Active Accumulator Management System

As a member of the University of Waterloo Formula Electric Design team I was tasked with designing an active cell balancing board for our accumulator. At the time I joined the team our existing AMS board was responsible for monitoring the temperature of the cylindrical LiPo cells within the accumulator as well as the voltages of all parallel cell groups. The existing board employed passive cell balancing which discharged a cell that was charging at a rate faster than the surrounding cells through a MOSFET and high-power resistor. The existing design was based on the LTC6804 chip.

The existing board was only used during the charging phase to balance cells; while the cells were discharging there was no way to redistribute charge throughout the cells if one cell was discharging faster than the others.

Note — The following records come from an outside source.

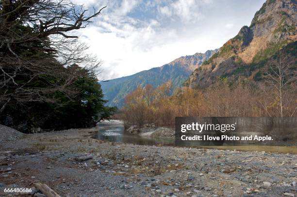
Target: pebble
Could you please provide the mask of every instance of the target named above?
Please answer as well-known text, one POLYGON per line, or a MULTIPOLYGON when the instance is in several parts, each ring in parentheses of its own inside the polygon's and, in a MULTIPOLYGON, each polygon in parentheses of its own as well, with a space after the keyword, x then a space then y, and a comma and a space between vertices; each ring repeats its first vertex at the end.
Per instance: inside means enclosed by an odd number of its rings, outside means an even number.
POLYGON ((265 187, 270 187, 271 186, 271 183, 270 183, 269 182, 264 181, 263 182, 263 185, 265 187))
POLYGON ((286 196, 287 197, 294 197, 294 194, 292 193, 289 193, 288 192, 286 192, 283 193, 284 196, 286 196))
POLYGON ((199 190, 197 190, 197 189, 194 189, 194 190, 193 190, 193 192, 196 192, 196 193, 199 193, 199 192, 200 192, 200 191, 199 191, 199 190))
POLYGON ((31 195, 34 195, 34 194, 37 193, 38 192, 38 190, 35 187, 31 187, 31 192, 30 194, 31 195))
POLYGON ((40 193, 36 193, 34 195, 34 196, 36 197, 47 197, 47 196, 44 194, 40 193))

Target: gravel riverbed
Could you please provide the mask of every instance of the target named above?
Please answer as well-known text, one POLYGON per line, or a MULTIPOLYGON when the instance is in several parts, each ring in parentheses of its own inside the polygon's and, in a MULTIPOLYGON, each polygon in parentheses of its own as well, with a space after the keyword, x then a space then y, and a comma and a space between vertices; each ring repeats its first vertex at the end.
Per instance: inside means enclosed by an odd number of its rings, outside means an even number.
POLYGON ((297 196, 295 154, 124 144, 92 139, 95 130, 2 139, 0 196, 35 182, 62 197, 297 196))

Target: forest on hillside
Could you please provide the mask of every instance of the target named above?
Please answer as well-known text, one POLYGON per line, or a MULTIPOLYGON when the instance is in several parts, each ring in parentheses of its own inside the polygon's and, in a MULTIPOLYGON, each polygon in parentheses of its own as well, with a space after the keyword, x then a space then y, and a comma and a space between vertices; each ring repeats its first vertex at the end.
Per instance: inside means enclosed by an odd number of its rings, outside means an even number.
POLYGON ((172 95, 170 81, 156 89, 139 86, 126 97, 121 117, 127 126, 139 127, 174 127, 175 117, 296 117, 296 60, 290 55, 288 61, 276 56, 258 82, 220 78, 207 89, 184 87, 172 95))
POLYGON ((0 0, 0 123, 24 132, 94 126, 115 110, 77 32, 100 14, 70 0, 0 0))

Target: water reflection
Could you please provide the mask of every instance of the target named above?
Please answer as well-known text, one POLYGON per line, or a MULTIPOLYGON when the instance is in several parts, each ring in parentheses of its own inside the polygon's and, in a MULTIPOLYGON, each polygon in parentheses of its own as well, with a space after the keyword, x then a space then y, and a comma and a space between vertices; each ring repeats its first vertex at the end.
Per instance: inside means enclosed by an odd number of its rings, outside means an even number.
POLYGON ((173 139, 144 137, 125 132, 123 123, 119 121, 104 121, 98 127, 94 138, 99 140, 139 145, 174 145, 173 139))

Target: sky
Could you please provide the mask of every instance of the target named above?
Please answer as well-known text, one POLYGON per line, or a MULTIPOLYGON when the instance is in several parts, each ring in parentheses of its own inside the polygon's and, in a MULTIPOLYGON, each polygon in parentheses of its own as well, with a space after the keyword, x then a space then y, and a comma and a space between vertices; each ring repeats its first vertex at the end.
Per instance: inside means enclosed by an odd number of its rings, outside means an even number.
POLYGON ((99 80, 133 74, 219 48, 249 26, 264 0, 72 0, 107 7, 79 39, 102 63, 99 80))

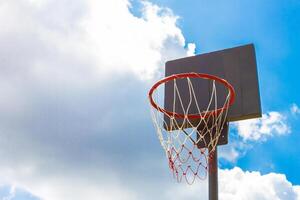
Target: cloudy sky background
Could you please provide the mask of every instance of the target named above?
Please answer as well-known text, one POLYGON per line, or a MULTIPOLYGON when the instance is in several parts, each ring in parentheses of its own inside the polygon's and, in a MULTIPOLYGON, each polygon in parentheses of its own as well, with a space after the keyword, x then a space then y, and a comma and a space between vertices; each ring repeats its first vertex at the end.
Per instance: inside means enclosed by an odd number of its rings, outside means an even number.
POLYGON ((166 60, 253 42, 263 117, 232 124, 221 200, 300 199, 298 1, 0 1, 0 199, 205 199, 147 91, 166 60))

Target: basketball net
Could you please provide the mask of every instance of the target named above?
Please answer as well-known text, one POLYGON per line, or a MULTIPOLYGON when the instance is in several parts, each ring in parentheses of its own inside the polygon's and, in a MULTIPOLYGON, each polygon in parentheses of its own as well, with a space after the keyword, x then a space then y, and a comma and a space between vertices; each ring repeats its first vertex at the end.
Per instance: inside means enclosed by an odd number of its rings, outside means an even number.
POLYGON ((170 170, 178 182, 185 180, 188 184, 193 184, 197 178, 206 179, 207 177, 210 155, 213 155, 226 123, 232 92, 228 89, 228 94, 222 103, 223 107, 220 109, 217 106, 220 102, 218 104, 216 80, 203 77, 193 78, 175 77, 169 78, 168 81, 162 80, 159 86, 153 89, 153 93, 149 93, 150 102, 153 100, 157 105, 154 107, 152 104, 151 115, 170 170), (205 109, 200 109, 198 104, 195 94, 197 86, 193 85, 191 80, 193 78, 202 78, 210 82, 211 96, 205 109), (188 96, 181 96, 177 79, 187 81, 188 96), (174 86, 172 111, 166 111, 160 106, 163 105, 164 85, 167 82, 173 82, 172 86, 174 86), (184 105, 183 98, 189 98, 188 105, 184 105), (192 103, 196 105, 197 113, 191 115, 189 109, 192 103), (176 113, 175 108, 178 105, 183 113, 176 113), (197 115, 196 123, 195 115, 197 115), (204 144, 205 148, 200 148, 199 143, 204 144))

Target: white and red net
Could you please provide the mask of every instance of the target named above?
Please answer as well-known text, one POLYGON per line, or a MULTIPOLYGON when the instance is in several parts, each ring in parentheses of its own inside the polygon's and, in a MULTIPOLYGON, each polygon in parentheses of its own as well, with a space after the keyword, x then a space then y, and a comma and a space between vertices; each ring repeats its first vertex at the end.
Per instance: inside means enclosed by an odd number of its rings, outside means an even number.
MULTIPOLYGON (((204 95, 204 94, 203 94, 204 95)), ((226 123, 228 107, 234 101, 233 87, 225 80, 215 76, 198 73, 176 74, 157 82, 149 92, 151 114, 157 136, 166 153, 170 170, 178 182, 185 180, 188 184, 196 179, 205 179, 208 173, 210 156, 213 154, 223 126, 226 123), (195 90, 194 79, 209 82, 211 96, 205 109, 200 108, 195 90), (186 81, 188 95, 182 96, 177 82, 186 81), (165 84, 172 84, 173 108, 165 110, 165 84), (228 91, 224 102, 218 102, 217 84, 228 91), (184 101, 183 101, 184 98, 184 101), (196 113, 190 113, 190 108, 196 107, 196 113), (178 113, 178 106, 181 113, 178 113)))

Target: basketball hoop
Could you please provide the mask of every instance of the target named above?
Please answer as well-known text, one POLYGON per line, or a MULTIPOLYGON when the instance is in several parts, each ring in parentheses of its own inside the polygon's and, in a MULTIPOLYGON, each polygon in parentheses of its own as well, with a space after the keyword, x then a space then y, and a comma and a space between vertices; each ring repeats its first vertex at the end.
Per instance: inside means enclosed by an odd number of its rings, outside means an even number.
POLYGON ((178 182, 185 179, 188 184, 192 184, 196 178, 206 178, 208 160, 215 151, 224 124, 227 123, 228 108, 234 100, 235 92, 230 83, 204 73, 174 74, 152 86, 149 91, 152 119, 168 158, 169 167, 178 182), (198 87, 194 87, 197 83, 196 79, 208 81, 211 86, 211 96, 205 108, 199 106, 199 99, 195 94, 198 87), (188 94, 184 96, 181 95, 184 92, 177 85, 180 81, 187 85, 188 94), (167 84, 173 87, 174 98, 171 110, 162 106, 161 94, 164 93, 167 84), (221 102, 222 106, 218 102, 220 97, 216 85, 222 85, 222 88, 227 90, 223 98, 225 100, 221 102), (191 113, 192 105, 196 108, 196 113, 191 113))

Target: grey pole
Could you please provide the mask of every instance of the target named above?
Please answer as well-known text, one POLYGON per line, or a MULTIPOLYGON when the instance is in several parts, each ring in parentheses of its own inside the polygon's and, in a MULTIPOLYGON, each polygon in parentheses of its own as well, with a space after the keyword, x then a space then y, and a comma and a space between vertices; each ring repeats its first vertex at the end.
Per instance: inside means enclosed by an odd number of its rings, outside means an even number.
POLYGON ((210 153, 208 159, 208 196, 209 200, 218 200, 218 149, 210 153))

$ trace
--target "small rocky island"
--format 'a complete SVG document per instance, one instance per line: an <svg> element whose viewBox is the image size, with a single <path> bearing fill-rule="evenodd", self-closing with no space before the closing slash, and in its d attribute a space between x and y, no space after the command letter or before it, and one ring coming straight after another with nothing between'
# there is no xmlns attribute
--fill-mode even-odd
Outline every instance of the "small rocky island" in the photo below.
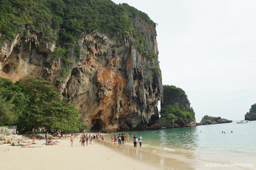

The active accumulator management board I designed used a synchronous flyback transformer topology to transfer charge between individual groups of parallel cells and the rest of the battery stack. The LTC3300 chip was used for this design as it supported ISO SPI communication that was already implemented with the previous boards. The board was designed in Altium Designer.

The new AMS boards were required to fit inside the accumulator box; however, the team did not want to rebuild the accumulator to accommodate a larger AMS board, therefore the active AMS board was required to have the same board space as the passive balancing board. This required a clever high-density component layout.

This project was cancelled 70% of the way through the design phase when the Formula Electric electrical team lead realised the internal resistances of the LiPo cell composing our accumulator were sufficiently similar that active cell balancing was not worth the development time and cost.